# Rock Fries Your Brains

To read more about the dataset and see an explorative analysis have a look at the Rmarkdown file `rock-fries-your-brains.Rmd` in the exercises for the first lecture.

We load the needed packages for this exercise:

In [None]:
import numpy as np
import pandas as pd
import matplotlib.pyplot as plt
import seaborn as sns
from scipy import stats

## Load data

In the data, missing values are coded as 999 (but this is handled by the command 
below that replace 999 by NA). Loading data:

In [None]:
musik = pd.read_csv("https://asta.math.aau.dk/datasets?file=musik.txt", sep="\t").replace(999, np.nan)
musik.head()

## Mozart versus control group

We will compare the control group with the Mozart group, i.e. we leave
out the Anthrax group (group 3).

### Median time week 1

We will compare the median for week1, so we only extract this.

In [None]:
control = musik.loc[musik["group"] == 1, "median1"].dropna()
mozart  = musik.loc[musik["group"] == 2, "median1"].dropna()

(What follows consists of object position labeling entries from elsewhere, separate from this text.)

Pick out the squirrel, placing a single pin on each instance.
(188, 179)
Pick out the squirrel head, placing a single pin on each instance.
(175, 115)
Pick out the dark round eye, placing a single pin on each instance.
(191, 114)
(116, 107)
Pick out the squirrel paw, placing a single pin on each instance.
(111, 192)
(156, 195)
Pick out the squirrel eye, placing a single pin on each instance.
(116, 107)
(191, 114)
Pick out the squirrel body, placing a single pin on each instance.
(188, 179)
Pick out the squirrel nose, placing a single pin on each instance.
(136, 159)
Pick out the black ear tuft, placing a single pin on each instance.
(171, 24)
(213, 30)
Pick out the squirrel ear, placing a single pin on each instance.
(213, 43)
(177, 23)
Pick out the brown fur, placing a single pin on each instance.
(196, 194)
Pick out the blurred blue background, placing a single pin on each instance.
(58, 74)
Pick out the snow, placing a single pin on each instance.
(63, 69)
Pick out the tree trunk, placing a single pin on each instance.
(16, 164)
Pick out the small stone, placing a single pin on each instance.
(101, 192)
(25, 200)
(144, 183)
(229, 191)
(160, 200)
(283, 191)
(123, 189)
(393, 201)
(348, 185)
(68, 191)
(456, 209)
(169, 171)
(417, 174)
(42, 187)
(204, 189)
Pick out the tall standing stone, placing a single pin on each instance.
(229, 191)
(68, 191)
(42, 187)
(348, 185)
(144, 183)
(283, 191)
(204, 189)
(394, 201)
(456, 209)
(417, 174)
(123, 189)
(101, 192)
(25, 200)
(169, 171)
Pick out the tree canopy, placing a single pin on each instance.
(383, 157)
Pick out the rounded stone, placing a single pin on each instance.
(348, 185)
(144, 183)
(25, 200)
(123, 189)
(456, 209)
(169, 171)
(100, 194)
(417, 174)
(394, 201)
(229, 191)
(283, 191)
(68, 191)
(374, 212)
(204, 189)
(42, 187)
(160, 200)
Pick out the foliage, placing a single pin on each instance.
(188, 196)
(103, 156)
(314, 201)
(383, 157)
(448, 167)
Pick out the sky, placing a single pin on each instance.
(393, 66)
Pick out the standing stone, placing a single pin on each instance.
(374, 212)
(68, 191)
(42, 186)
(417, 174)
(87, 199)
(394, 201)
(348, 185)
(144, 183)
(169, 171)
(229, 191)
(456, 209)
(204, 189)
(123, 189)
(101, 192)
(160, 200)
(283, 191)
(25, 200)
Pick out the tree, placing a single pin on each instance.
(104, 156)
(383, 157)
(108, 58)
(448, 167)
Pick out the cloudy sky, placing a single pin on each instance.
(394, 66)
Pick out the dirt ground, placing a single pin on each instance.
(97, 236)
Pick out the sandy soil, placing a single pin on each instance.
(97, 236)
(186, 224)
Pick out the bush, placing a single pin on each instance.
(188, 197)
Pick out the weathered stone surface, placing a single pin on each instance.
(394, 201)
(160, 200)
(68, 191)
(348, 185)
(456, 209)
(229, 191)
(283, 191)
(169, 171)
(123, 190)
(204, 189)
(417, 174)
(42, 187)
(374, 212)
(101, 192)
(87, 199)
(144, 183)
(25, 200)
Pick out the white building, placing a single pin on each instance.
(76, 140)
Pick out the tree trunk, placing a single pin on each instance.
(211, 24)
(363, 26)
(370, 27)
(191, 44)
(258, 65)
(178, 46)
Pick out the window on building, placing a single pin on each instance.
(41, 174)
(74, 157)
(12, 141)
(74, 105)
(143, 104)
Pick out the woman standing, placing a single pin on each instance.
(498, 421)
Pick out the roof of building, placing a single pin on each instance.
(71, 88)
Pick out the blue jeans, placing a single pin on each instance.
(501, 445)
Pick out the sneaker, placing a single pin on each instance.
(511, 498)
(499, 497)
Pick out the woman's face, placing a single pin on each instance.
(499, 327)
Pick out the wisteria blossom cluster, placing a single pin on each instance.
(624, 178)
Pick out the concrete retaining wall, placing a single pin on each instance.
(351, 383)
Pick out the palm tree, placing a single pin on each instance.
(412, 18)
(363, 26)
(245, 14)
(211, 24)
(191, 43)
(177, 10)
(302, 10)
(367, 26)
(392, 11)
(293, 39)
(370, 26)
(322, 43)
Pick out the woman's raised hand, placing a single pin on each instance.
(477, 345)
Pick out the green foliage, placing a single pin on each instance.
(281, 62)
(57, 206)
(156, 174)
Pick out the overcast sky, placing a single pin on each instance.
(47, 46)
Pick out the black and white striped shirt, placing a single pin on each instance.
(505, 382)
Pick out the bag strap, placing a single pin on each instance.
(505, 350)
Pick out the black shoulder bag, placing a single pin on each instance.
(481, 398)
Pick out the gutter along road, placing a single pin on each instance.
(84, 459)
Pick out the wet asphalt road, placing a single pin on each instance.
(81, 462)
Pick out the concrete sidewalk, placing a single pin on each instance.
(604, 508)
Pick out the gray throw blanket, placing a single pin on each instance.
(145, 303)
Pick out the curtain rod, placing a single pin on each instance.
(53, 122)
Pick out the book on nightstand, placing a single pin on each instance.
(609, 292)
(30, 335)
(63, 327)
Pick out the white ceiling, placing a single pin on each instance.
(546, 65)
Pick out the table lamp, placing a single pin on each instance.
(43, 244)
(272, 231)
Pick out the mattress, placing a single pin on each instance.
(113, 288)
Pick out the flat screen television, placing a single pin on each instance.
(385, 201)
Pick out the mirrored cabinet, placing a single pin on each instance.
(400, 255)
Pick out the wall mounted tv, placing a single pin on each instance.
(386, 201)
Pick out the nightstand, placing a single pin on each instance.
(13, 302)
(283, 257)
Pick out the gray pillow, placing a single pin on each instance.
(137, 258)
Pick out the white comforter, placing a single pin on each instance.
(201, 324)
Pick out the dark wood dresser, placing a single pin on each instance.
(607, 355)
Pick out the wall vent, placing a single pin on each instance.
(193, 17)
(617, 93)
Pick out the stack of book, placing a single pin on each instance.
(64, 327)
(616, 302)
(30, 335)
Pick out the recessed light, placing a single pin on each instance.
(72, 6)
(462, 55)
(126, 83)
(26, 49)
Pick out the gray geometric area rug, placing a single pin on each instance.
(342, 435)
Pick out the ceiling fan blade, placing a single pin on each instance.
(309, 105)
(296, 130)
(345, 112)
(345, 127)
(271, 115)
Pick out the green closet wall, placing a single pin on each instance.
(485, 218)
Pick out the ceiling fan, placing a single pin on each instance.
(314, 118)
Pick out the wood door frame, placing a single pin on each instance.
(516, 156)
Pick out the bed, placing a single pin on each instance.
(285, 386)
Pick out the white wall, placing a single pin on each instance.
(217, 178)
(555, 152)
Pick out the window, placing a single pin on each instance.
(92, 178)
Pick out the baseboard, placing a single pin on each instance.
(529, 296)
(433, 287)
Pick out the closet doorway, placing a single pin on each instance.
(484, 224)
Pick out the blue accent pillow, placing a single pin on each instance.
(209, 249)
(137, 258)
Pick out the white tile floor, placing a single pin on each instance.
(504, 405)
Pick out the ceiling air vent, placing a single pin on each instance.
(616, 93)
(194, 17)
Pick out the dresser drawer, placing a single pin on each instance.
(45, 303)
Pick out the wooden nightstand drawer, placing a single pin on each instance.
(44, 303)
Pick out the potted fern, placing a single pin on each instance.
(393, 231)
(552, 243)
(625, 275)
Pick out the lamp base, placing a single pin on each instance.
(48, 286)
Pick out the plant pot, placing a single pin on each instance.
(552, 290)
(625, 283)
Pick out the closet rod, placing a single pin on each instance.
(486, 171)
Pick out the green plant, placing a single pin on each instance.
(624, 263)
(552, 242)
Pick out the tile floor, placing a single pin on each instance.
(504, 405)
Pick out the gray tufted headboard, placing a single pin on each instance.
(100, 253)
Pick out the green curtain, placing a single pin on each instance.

Now compare the median for week 1 in the control and Mozart groups.
I.e. use a $t$-test to investigate whether the mean response is different for the two groups. One way of doing this is to use ´stats.ttest_ind´, so modify the following code to do this:

In [None]:
# t_stat, p_val = stats.ttest_ind(..., ..., equal_var=False)
# print("t =", t_stat, ", p =", p_val)

Supplement this analysis with a boxplot, where you modify the following code:

In [None]:
#plt.boxplot([..., ...], labels=["...", "..."])
#plt.show()

### Median time week 4

Make a similar analysis for `median4`

## Paired test for control group

We now only consider the control group and the response `median` for this group.
It is measured in week1 (`median1`) and week4 (`median4`) and we make a simple
dataset where we stack the median values from week 1 and week 4 on top of each other. The column `values` contains the values (median time) and the column `ind` is an indicator of week 1 or 4 (it is always good to have a look at the first few lines of the dataset with the function `head`):

In [None]:
control14 = musik[musik["group"] == 1]
median14 = control14[["median1", "median4"]].dropna()
median14_stacked = median14.melt(var_name="variable", value_name="value")
print(median14_stacked.head())

The following commands give a comparative analysis of the median from week1 to week4. Go through the
output and explain what you see in the descriptive comparison (summary statistics and boxplots) as well
as the inferential comparison (t-test).

In [None]:
summary_stats = median14_stacked.groupby("variable")["value"].describe()
print(summary_stats)

In [None]:
sns.boxplot(x="variable", y="value", data=median14_stacked)
plt.show()

In [None]:
t_stat, p_val = stats.ttest_rel(median14["median1"], median14["median4"])
print("t =", t_stat, ", p =", p_val)